Murphy, Connolly call for slate in at-large council race
Yawu Miller | 6/29/2011, 12:18 p.m.
“Voters in all those neighborhoods would have to be fully aware of why they’re unified,” he said.
Historically, when white candidates have endorsed candidates of color in city-wide races, the arrangement hasn’t worked to everyone’s advantage. In 1997, then at-large councilor Peggy Davis Mullen made an unsolicited endorsement of Frank Jones, the sole African American in the at-large race, a move seen as an attempt to shore up her credentials in the progressive community. Jones did not fare well in Davis Mullen’s base of predominantly white voters in South Boston and West Roxbury.

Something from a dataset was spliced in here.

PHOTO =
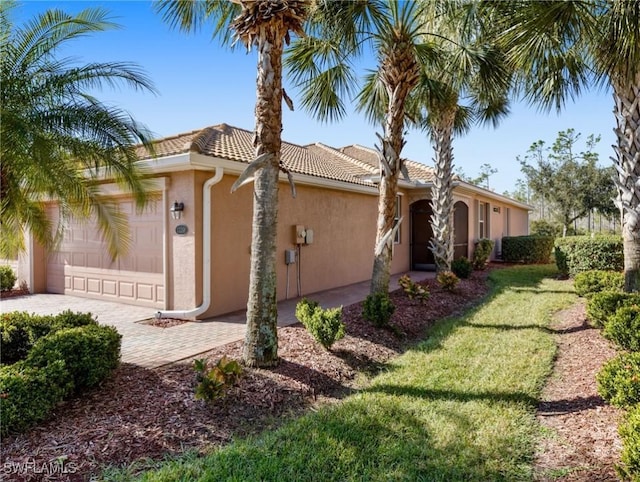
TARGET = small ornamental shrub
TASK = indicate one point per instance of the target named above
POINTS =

Yancey points to a similar move by former councilor Larry DiCara, who endorsed African American candidate Clarence Dilday. Dilday lost. DiCara won.
For his part, Flaherty is capitalizing on his outsider status. At the Ward 5 meeting last week, he acknowledged the cold shoulder his two Irish American colleagues were giving him.
“I’m not going to be endorsed by the other councilors,” he said. “They’re probably endorsing each other. I also won’t be endorsed by the mayor. I’m beholden to no one.”
In contrast, each of the three incumbents stressed their ability to work together on the council and cited their ability to work with the Menino administration.
Arroyo, who clashed with Menino over the mayor’s plans to close branch libraries, cited his collaboration with Back Bay state Rep. Marty Walsz, who helped secure state funding to keep the branch libraries open.
Predictably, schools, public safety and city services dominated the candidates’ messaging in the Ward 5 debate. Despite the talk of unity on the council, the issue of neighborhood schools revealed sharp divisions among the incumbents. In response to a question about keeping families with children in the city, Murphy and Connolly called for an end to busing, noting that the schools and the city are well integrated.
Connolly said the $80 million the city spends on busing could be better spent providing arts programs in the schools.
“We’re spending $80 million a year re-arranging deck chairs on the Titanic,” he said.
In a city where some neighborhoods, like West Roxbury and Jamaica Plain, have more schools and other neighborhoods, like Roxbury and Dorchester have more students than seats available, neighborhood schools remains a divisive issue among black and white elected officials.
“Good luck with neighborhood schools if you don’t have one,” Arroyo said.
There are no public schools in the Back Bay and Beacon Hill.
Arroyo and other councilors said they would work to get a public school built in the Back Bay.